The plan had Numitor’s blessing, for Alba Longa was by now over-populated. Unfortunately, the founding of the new settlement was marred by a disgraceful quarrel which sprang up between the twins as to who should govern. They decided to settle the problem by asking the gods to declare an augury, and took up their positions, Romulus on the Palatine hill and Remus on the Aventine hill, from which to watch the auspices.
But even when the signs were given, neither could accept them, and fighting broke out between the followers of the brothers. During the fracas, Remus, by way of taunting his twin, leapt over the half-built walls of the new settlement, whereupon Romulus, in uncontrollable rage, killed him, exclaiming: “So perish whoever else shall overleap my battlements.”

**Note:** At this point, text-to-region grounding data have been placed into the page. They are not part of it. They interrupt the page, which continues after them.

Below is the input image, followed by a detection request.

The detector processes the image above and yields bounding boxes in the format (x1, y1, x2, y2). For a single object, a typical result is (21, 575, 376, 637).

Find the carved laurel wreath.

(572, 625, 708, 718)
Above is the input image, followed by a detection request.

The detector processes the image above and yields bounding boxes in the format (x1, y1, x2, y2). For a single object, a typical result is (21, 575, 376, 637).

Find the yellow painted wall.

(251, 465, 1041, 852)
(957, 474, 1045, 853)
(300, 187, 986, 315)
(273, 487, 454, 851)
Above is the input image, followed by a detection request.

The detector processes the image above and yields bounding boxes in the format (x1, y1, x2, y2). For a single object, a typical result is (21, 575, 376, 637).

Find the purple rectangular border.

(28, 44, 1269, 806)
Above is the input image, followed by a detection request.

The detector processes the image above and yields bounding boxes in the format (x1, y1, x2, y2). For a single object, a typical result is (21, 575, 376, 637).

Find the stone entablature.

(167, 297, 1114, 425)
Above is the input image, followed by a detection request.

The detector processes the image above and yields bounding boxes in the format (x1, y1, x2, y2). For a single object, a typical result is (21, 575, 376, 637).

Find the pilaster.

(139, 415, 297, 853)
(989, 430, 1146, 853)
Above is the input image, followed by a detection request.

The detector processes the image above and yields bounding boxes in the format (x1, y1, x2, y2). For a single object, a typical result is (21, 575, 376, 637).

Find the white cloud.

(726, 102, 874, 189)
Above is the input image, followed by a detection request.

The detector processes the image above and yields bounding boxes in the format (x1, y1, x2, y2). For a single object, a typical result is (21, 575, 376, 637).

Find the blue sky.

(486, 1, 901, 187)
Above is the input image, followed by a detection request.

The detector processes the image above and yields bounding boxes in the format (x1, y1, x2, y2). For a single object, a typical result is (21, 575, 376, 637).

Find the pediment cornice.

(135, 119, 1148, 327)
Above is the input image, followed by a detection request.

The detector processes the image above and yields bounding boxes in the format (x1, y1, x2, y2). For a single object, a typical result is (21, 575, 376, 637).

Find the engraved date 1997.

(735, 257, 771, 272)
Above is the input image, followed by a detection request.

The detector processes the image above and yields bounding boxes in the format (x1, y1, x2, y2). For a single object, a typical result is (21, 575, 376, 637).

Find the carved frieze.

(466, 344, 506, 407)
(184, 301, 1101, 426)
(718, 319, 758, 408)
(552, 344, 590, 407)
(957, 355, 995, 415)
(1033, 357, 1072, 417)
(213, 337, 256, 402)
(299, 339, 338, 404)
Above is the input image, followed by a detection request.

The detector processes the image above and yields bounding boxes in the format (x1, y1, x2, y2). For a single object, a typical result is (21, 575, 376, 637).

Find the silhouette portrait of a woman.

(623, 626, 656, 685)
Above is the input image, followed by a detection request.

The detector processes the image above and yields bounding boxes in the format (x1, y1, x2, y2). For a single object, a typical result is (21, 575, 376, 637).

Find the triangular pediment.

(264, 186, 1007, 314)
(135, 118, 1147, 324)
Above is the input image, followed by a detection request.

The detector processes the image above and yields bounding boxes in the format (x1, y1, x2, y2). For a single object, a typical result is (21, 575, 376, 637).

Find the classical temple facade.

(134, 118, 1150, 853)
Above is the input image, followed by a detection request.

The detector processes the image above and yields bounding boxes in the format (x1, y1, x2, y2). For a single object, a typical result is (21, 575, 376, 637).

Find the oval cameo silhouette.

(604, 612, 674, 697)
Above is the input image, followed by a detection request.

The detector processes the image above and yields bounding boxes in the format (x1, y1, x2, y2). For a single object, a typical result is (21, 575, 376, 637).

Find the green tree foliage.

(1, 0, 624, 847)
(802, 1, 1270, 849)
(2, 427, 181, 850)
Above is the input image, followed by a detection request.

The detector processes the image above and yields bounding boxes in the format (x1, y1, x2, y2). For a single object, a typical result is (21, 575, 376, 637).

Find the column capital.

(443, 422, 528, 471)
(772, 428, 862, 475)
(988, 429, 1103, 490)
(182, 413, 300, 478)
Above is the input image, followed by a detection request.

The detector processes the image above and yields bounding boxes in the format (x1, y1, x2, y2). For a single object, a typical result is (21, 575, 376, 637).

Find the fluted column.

Thus Romulus became king, and the new city took its name from him, and was called Rome. “Romulus’s first act”, Livy records, “was to fortify the Palatine hill and then to offer sacrifices… Having performed his religious duties with proper ceremony, he called his subjects to him and gave them laws… In his view, the mob over whom he ruled could not be persuaded to observe the laws unless he himself adopted certain visible signs of power, so he proceeded to increase the dignity and impressiveness of his position by various devices, of which the most important was the creation of twelve lictors to attend his person.”
Under Romulus’s guidance, Rome grew rapidly, not only physically but in wealth and power, and in a very short time was in a position to challenge all her neighbours. There was only one thing which seemed to stand in the way of her continued greatness, the lack of women. Try as he might, Romulus could not persuade the women of the neighbouring tribes to marry with his men and had to fall back upon a somewhat desperate plan.
He organized a festival and invited the surrounding peoples. When the festivities were at their height, he gave a sign to his followers and each man seized a woman from among the daughters of their guests and carried her off. There were strong objections from the parents and the young women themselves made a show at least of resentment, but after a time all was straightened out, and the women settled down to become the mothers of the greatest nation of ancient times.
For with his men folk happily married and the future generations assured, Romulus set out upon a campaign of subduing the neighbouring peoples, a campaign which was entirely successful. At the same time, he set up institutions of government upon a new pattern, which was to remain the basis of Roman government for as long as Rome’s power lasted.
Livy relates the legend of Romulus’s end thus: “One day while he was reviewing his troops on the Campus Martius near the marsh of Capra, a storm burst, with violent thunder. A cloud enveloped him, so thick that it hid him from the eyes of everyone present, and from that moment he was never seen again upon earth.”
Romulus’s successors, whether legendary or real, continued to exert their power over every tribe and nation within their reach, and as the years passed so their reach extended. Five hundred years from the founding of the city, the Romans controlled the whole of Italy, Sicily, Sardinia and Corsica, and from that time on they began to extend their rule throughout Europe until within a thousand years they wielded power over the vast territories named in the first paragraph.
By this time they had developed a civilization which was to leave everlasting traces on succeeding civilizations, in Europe at all events, down to the present day. Great law-givers, great administrators, great road-builders, a people of great refinement of taste, creators of a great literature, though not great artists nor outstanding architects, the people who sprang from the primitive settlement of the Palatine hill in 753 B.C. bequeathed a legacy to us to-day which is responsible for much of the richness of our own civilization.
So deep, in fact, go the Roman influences into our lives, our laws, our language, many of our institutions spring from the Roman models that it is difficult to imagine what our lives would be without them.